Piers Lane (AO) announced as recipient of 2022 Sir Bernard Heinze Memorial Award

Sophie Galaise, Managing Director of the MSO, and Barry Conyngham, former Dean of the Fine Arts & Music Faculty (The University of Melbourne), present Piers Lane AO with the Sir Bernard Heinze Memorial Award 2022 plaque.
Sophie Galaise, Managing Director of the MSO, and Barry Conyngham, former Dean of the Fine Arts & Music Faculty (The University of Melbourne), present Piers Lane AO with the Sir Bernard Heinze Memorial Award 2022 plaque.

Acclaimed pianist, Piers Lane (AO), has been awarded the Sir Bernard Heinze Memorial Award at a  concert with Joseph Calleja and Amelia Farrugia.

The Award, established by the University of Melbourne and colleagues at the Melbourne Symphony Orchestra, is presented annually to a person who has made an outstanding contribution to music in Australia. It honours the memory of Sir Bernard Heinze (1894 – 1982), who for 31 years was Ormond Professor of Music at the University of Melbourne, and one of the major pioneers of orchestral life in Australia.
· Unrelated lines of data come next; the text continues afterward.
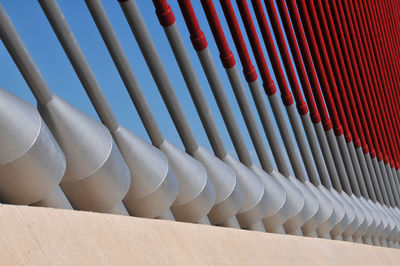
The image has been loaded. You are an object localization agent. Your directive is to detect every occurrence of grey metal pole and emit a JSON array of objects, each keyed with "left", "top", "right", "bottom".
[
  {"left": 298, "top": 113, "right": 350, "bottom": 239},
  {"left": 302, "top": 0, "right": 384, "bottom": 243},
  {"left": 258, "top": 0, "right": 357, "bottom": 240},
  {"left": 39, "top": 0, "right": 180, "bottom": 221},
  {"left": 152, "top": 1, "right": 272, "bottom": 231},
  {"left": 176, "top": 0, "right": 290, "bottom": 234},
  {"left": 230, "top": 0, "right": 339, "bottom": 238},
  {"left": 274, "top": 0, "right": 368, "bottom": 243},
  {"left": 84, "top": 0, "right": 235, "bottom": 227},
  {"left": 324, "top": 2, "right": 400, "bottom": 245},
  {"left": 0, "top": 3, "right": 130, "bottom": 215},
  {"left": 371, "top": 154, "right": 399, "bottom": 247},
  {"left": 365, "top": 152, "right": 394, "bottom": 244},
  {"left": 366, "top": 155, "right": 394, "bottom": 247},
  {"left": 227, "top": 70, "right": 308, "bottom": 236},
  {"left": 199, "top": 0, "right": 320, "bottom": 237},
  {"left": 0, "top": 87, "right": 72, "bottom": 210},
  {"left": 217, "top": 0, "right": 331, "bottom": 238},
  {"left": 287, "top": 0, "right": 379, "bottom": 243},
  {"left": 312, "top": 122, "right": 357, "bottom": 241},
  {"left": 118, "top": 0, "right": 253, "bottom": 227}
]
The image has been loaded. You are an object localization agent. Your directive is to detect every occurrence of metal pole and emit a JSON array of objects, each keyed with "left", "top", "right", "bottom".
[
  {"left": 285, "top": 0, "right": 370, "bottom": 243},
  {"left": 316, "top": 0, "right": 395, "bottom": 245},
  {"left": 0, "top": 3, "right": 130, "bottom": 215},
  {"left": 330, "top": 0, "right": 398, "bottom": 246},
  {"left": 118, "top": 0, "right": 249, "bottom": 226},
  {"left": 378, "top": 1, "right": 400, "bottom": 234},
  {"left": 339, "top": 0, "right": 400, "bottom": 247},
  {"left": 275, "top": 0, "right": 358, "bottom": 242},
  {"left": 203, "top": 0, "right": 312, "bottom": 237},
  {"left": 231, "top": 0, "right": 337, "bottom": 238},
  {"left": 152, "top": 0, "right": 270, "bottom": 231},
  {"left": 353, "top": 0, "right": 400, "bottom": 246},
  {"left": 308, "top": 0, "right": 388, "bottom": 246},
  {"left": 83, "top": 0, "right": 217, "bottom": 223},
  {"left": 373, "top": 0, "right": 400, "bottom": 209},
  {"left": 362, "top": 0, "right": 400, "bottom": 210},
  {"left": 300, "top": 0, "right": 382, "bottom": 245},
  {"left": 39, "top": 0, "right": 179, "bottom": 220},
  {"left": 251, "top": 0, "right": 349, "bottom": 240},
  {"left": 218, "top": 0, "right": 327, "bottom": 238},
  {"left": 319, "top": 0, "right": 394, "bottom": 246},
  {"left": 178, "top": 0, "right": 289, "bottom": 234}
]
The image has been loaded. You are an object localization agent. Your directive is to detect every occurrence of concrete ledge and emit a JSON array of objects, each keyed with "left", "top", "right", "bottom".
[{"left": 0, "top": 204, "right": 399, "bottom": 265}]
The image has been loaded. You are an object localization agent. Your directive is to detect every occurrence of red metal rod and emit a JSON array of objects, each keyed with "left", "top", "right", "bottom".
[
  {"left": 199, "top": 0, "right": 236, "bottom": 69},
  {"left": 284, "top": 0, "right": 343, "bottom": 137},
  {"left": 219, "top": 0, "right": 259, "bottom": 84},
  {"left": 389, "top": 0, "right": 400, "bottom": 61},
  {"left": 301, "top": 0, "right": 375, "bottom": 200},
  {"left": 337, "top": 0, "right": 387, "bottom": 164},
  {"left": 222, "top": 0, "right": 282, "bottom": 99},
  {"left": 249, "top": 0, "right": 305, "bottom": 112},
  {"left": 381, "top": 0, "right": 400, "bottom": 107},
  {"left": 346, "top": 0, "right": 394, "bottom": 168},
  {"left": 318, "top": 0, "right": 369, "bottom": 156},
  {"left": 295, "top": 0, "right": 352, "bottom": 143},
  {"left": 176, "top": 0, "right": 208, "bottom": 51},
  {"left": 331, "top": 0, "right": 382, "bottom": 161},
  {"left": 362, "top": 0, "right": 400, "bottom": 169},
  {"left": 359, "top": 2, "right": 398, "bottom": 164},
  {"left": 307, "top": 0, "right": 361, "bottom": 149},
  {"left": 334, "top": 0, "right": 396, "bottom": 208},
  {"left": 264, "top": 0, "right": 321, "bottom": 124},
  {"left": 342, "top": 0, "right": 399, "bottom": 207},
  {"left": 393, "top": 0, "right": 400, "bottom": 37},
  {"left": 326, "top": 0, "right": 388, "bottom": 204},
  {"left": 374, "top": 0, "right": 400, "bottom": 95},
  {"left": 151, "top": 0, "right": 176, "bottom": 27},
  {"left": 387, "top": 0, "right": 400, "bottom": 143},
  {"left": 275, "top": 0, "right": 332, "bottom": 132},
  {"left": 372, "top": 0, "right": 400, "bottom": 166},
  {"left": 381, "top": 0, "right": 400, "bottom": 163},
  {"left": 382, "top": 0, "right": 400, "bottom": 80}
]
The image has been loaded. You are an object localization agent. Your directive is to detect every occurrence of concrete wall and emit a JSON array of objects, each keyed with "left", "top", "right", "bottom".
[{"left": 0, "top": 204, "right": 398, "bottom": 265}]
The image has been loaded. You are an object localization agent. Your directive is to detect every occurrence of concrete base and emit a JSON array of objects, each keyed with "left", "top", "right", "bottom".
[{"left": 0, "top": 204, "right": 399, "bottom": 265}]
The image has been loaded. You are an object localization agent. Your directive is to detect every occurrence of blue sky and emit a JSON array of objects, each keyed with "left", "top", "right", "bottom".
[{"left": 0, "top": 0, "right": 302, "bottom": 170}]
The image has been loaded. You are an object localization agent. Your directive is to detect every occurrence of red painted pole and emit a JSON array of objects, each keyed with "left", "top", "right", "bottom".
[
  {"left": 275, "top": 0, "right": 331, "bottom": 132},
  {"left": 332, "top": 0, "right": 394, "bottom": 212},
  {"left": 362, "top": 0, "right": 400, "bottom": 181},
  {"left": 322, "top": 0, "right": 383, "bottom": 205},
  {"left": 219, "top": 0, "right": 330, "bottom": 238},
  {"left": 371, "top": 0, "right": 400, "bottom": 168},
  {"left": 283, "top": 0, "right": 355, "bottom": 196},
  {"left": 295, "top": 0, "right": 366, "bottom": 200},
  {"left": 250, "top": 0, "right": 307, "bottom": 114},
  {"left": 313, "top": 0, "right": 374, "bottom": 202},
  {"left": 365, "top": 0, "right": 400, "bottom": 210},
  {"left": 338, "top": 1, "right": 386, "bottom": 163},
  {"left": 199, "top": 0, "right": 310, "bottom": 236},
  {"left": 274, "top": 0, "right": 350, "bottom": 196},
  {"left": 356, "top": 0, "right": 399, "bottom": 173},
  {"left": 247, "top": 0, "right": 334, "bottom": 189},
  {"left": 346, "top": 0, "right": 393, "bottom": 166},
  {"left": 234, "top": 0, "right": 329, "bottom": 187},
  {"left": 340, "top": 0, "right": 398, "bottom": 212},
  {"left": 307, "top": 0, "right": 378, "bottom": 204}
]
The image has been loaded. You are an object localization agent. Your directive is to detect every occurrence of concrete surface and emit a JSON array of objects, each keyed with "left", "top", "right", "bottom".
[{"left": 0, "top": 204, "right": 399, "bottom": 265}]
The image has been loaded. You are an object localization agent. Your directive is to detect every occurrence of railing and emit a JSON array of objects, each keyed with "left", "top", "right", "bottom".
[{"left": 0, "top": 0, "right": 399, "bottom": 248}]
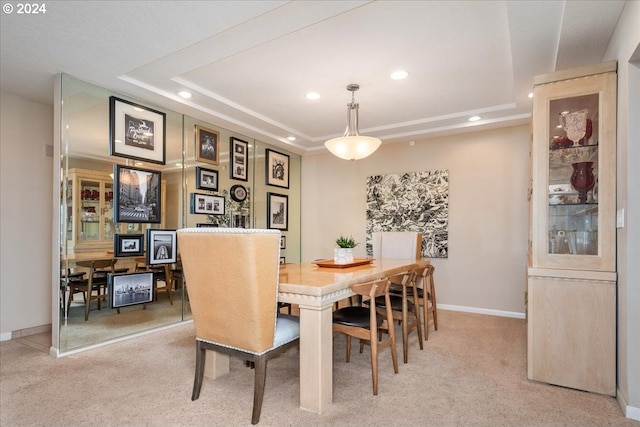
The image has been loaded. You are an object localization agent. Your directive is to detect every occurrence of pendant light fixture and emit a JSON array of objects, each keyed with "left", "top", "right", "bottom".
[{"left": 324, "top": 84, "right": 382, "bottom": 160}]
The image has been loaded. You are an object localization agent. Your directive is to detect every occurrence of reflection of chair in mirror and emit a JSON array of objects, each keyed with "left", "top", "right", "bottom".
[
  {"left": 67, "top": 259, "right": 116, "bottom": 321},
  {"left": 59, "top": 263, "right": 85, "bottom": 312},
  {"left": 135, "top": 257, "right": 173, "bottom": 305},
  {"left": 332, "top": 277, "right": 398, "bottom": 395},
  {"left": 177, "top": 228, "right": 300, "bottom": 425}
]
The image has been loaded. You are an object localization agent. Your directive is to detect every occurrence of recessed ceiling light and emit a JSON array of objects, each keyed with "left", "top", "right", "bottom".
[
  {"left": 287, "top": 136, "right": 296, "bottom": 141},
  {"left": 468, "top": 116, "right": 481, "bottom": 122},
  {"left": 390, "top": 70, "right": 408, "bottom": 80},
  {"left": 178, "top": 91, "right": 192, "bottom": 99},
  {"left": 528, "top": 92, "right": 534, "bottom": 99},
  {"left": 305, "top": 92, "right": 320, "bottom": 100}
]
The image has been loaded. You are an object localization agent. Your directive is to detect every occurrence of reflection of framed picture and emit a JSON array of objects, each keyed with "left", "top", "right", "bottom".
[
  {"left": 109, "top": 272, "right": 154, "bottom": 309},
  {"left": 280, "top": 235, "right": 286, "bottom": 249},
  {"left": 265, "top": 149, "right": 290, "bottom": 189},
  {"left": 267, "top": 192, "right": 288, "bottom": 230},
  {"left": 230, "top": 137, "right": 248, "bottom": 181},
  {"left": 114, "top": 234, "right": 144, "bottom": 257},
  {"left": 113, "top": 164, "right": 162, "bottom": 224},
  {"left": 109, "top": 96, "right": 166, "bottom": 165},
  {"left": 195, "top": 125, "right": 219, "bottom": 166},
  {"left": 196, "top": 223, "right": 218, "bottom": 228},
  {"left": 146, "top": 229, "right": 177, "bottom": 265},
  {"left": 190, "top": 193, "right": 225, "bottom": 215},
  {"left": 195, "top": 167, "right": 218, "bottom": 191},
  {"left": 230, "top": 184, "right": 247, "bottom": 202}
]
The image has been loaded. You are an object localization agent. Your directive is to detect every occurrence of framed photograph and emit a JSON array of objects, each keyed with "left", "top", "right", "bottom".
[
  {"left": 146, "top": 229, "right": 177, "bottom": 265},
  {"left": 195, "top": 125, "right": 219, "bottom": 166},
  {"left": 109, "top": 96, "right": 166, "bottom": 165},
  {"left": 265, "top": 149, "right": 290, "bottom": 189},
  {"left": 113, "top": 234, "right": 144, "bottom": 257},
  {"left": 280, "top": 235, "right": 286, "bottom": 249},
  {"left": 113, "top": 164, "right": 162, "bottom": 223},
  {"left": 230, "top": 137, "right": 248, "bottom": 181},
  {"left": 195, "top": 167, "right": 219, "bottom": 191},
  {"left": 232, "top": 213, "right": 249, "bottom": 228},
  {"left": 190, "top": 193, "right": 225, "bottom": 215},
  {"left": 267, "top": 192, "right": 288, "bottom": 230},
  {"left": 109, "top": 272, "right": 154, "bottom": 309}
]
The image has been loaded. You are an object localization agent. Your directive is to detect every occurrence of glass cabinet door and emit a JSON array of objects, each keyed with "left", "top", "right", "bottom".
[
  {"left": 79, "top": 178, "right": 102, "bottom": 241},
  {"left": 531, "top": 65, "right": 616, "bottom": 272},
  {"left": 547, "top": 94, "right": 599, "bottom": 256}
]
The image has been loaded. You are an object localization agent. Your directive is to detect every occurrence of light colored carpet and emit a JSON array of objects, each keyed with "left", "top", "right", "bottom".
[{"left": 1, "top": 310, "right": 637, "bottom": 427}]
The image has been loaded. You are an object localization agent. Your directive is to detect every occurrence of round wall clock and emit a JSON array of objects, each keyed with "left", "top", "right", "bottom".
[{"left": 230, "top": 185, "right": 247, "bottom": 202}]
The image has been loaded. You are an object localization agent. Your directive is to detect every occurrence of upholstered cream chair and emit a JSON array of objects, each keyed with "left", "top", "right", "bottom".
[
  {"left": 371, "top": 231, "right": 422, "bottom": 260},
  {"left": 177, "top": 228, "right": 299, "bottom": 425}
]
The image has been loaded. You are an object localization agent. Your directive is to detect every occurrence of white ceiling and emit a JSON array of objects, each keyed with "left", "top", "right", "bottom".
[{"left": 0, "top": 1, "right": 626, "bottom": 156}]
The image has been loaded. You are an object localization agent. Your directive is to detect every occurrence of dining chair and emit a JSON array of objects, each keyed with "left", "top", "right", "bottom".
[
  {"left": 66, "top": 258, "right": 116, "bottom": 321},
  {"left": 401, "top": 264, "right": 438, "bottom": 340},
  {"left": 372, "top": 270, "right": 423, "bottom": 363},
  {"left": 135, "top": 258, "right": 173, "bottom": 305},
  {"left": 371, "top": 231, "right": 422, "bottom": 260},
  {"left": 177, "top": 228, "right": 300, "bottom": 425},
  {"left": 59, "top": 263, "right": 85, "bottom": 312},
  {"left": 332, "top": 277, "right": 398, "bottom": 395}
]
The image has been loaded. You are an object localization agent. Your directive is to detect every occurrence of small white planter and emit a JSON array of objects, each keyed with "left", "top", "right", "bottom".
[{"left": 334, "top": 247, "right": 354, "bottom": 264}]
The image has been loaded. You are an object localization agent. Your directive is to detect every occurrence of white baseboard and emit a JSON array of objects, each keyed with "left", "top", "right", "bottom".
[
  {"left": 438, "top": 303, "right": 526, "bottom": 319},
  {"left": 617, "top": 388, "right": 640, "bottom": 421},
  {"left": 0, "top": 332, "right": 12, "bottom": 342}
]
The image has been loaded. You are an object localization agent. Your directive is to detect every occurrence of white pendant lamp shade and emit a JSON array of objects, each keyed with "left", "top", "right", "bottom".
[
  {"left": 324, "top": 84, "right": 381, "bottom": 161},
  {"left": 325, "top": 135, "right": 382, "bottom": 161}
]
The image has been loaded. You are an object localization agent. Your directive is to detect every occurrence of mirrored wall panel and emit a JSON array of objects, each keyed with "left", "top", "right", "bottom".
[{"left": 56, "top": 74, "right": 300, "bottom": 354}]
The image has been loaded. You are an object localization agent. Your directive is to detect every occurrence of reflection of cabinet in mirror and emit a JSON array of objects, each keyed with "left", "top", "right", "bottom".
[
  {"left": 66, "top": 168, "right": 165, "bottom": 253},
  {"left": 527, "top": 62, "right": 616, "bottom": 396}
]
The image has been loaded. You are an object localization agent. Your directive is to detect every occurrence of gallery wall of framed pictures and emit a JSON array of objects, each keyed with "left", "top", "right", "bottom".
[{"left": 57, "top": 74, "right": 302, "bottom": 356}]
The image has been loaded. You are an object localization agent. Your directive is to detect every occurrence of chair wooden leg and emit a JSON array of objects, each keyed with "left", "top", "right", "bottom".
[
  {"left": 370, "top": 337, "right": 378, "bottom": 396},
  {"left": 345, "top": 336, "right": 351, "bottom": 363},
  {"left": 424, "top": 301, "right": 430, "bottom": 341},
  {"left": 192, "top": 341, "right": 206, "bottom": 401},
  {"left": 84, "top": 294, "right": 91, "bottom": 321},
  {"left": 430, "top": 289, "right": 438, "bottom": 330},
  {"left": 401, "top": 300, "right": 409, "bottom": 364},
  {"left": 252, "top": 356, "right": 268, "bottom": 425}
]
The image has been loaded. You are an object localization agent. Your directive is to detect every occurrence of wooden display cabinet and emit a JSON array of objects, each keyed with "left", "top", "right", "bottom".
[
  {"left": 527, "top": 62, "right": 617, "bottom": 396},
  {"left": 65, "top": 168, "right": 165, "bottom": 254}
]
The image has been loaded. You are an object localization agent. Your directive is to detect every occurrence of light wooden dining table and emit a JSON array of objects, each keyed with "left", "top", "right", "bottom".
[{"left": 202, "top": 257, "right": 430, "bottom": 414}]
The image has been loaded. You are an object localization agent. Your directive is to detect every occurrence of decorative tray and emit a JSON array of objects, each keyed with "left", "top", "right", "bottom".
[{"left": 312, "top": 258, "right": 373, "bottom": 269}]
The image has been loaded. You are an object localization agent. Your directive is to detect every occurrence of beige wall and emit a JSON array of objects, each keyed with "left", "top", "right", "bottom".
[
  {"left": 301, "top": 125, "right": 530, "bottom": 316},
  {"left": 603, "top": 0, "right": 640, "bottom": 418},
  {"left": 0, "top": 92, "right": 53, "bottom": 336}
]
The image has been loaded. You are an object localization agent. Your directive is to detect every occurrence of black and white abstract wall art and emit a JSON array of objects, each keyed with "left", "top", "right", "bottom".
[{"left": 366, "top": 170, "right": 449, "bottom": 258}]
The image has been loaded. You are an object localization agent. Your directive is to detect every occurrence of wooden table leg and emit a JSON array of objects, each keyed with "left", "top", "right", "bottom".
[{"left": 298, "top": 301, "right": 334, "bottom": 413}]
Currently based in London, Piers has a reputation as an engaging, searching and highly versatile performer. Five times soloist at the BBC Proms, his wide-ranging concerto repertoire exceeds one hundred works and has led to engagements with many of the world’s great orchestras. Festival appearances have included Aldeburgh, Seattle, Bard, Bath Mostly Mozart, Bergen, Cheltenham, Como Autumn Music, La Roque d’Anthéron, Rockport, Prague Spring, Ruhr Klavierfestival, Schloss vor Husum and the Chopin festivals in Warsaw, Duszniki-Zdrój, Mallorca and Paris.

In recent years Piers Lane has performed three concerti at Carnegie Hall, and world premieres of Carl Vine’s second Piano Concerto and Double Piano Concerto Implacable Gifts, both written for him. His extensive discography for Hyperion includes much admired recordings of rare romantic piano concertos, including his 2020 release of Bliss, Rubbra and Bax concertos with The Orchestra Now, the complete Malcolm Williamson piano concertos, the complete Preludes and Etudes by Scriabin, transcriptions of Bach and Strauss, along with complete collections of Concert Etudes by Saint-Saëns, Moscheles and Henselt, and transcriptions by Grainger.

Piers has also recorded eleven volumes of piano quintets with the Goldner String Quartet for Hyperion, many CDs with Tasmin Little and Michael Collins for Chandos and further solo and chamber CDs for EMI, Phillips, Dutton, Unicorn Kanchana and ABC Classics.

Piers Lane is Artistic Director of the Sydney International Piano Competition. He was Artistic Director of the Australian Festival of Chamber Music from 2006 to 2017, and from 2006 to 2013 he also directed the annual Myra Hess Day at the National Gallery in London. He has written and presented over 100 programs for BBC Radio 3, including the popular 54-part series The Piano.

On 11 June 2012, Piers was made an Officer of the Order of Australia (AO) for distinguished services to the arts. In 1994 he was made an Honorary Member of the Royal Academy of Music, where he was a professor from 1989 to 2007. He holds Honorary Doctorates from two Australian Universities: Griffith and James Cook.

The Sir Bernard Heinze Memorial Award medallion, crafted from an original cast for each recipient, is made by sculptor Michael Meszaros.

Our congratulations to Piers Lane on this wonderful acknowledgement of his achievements.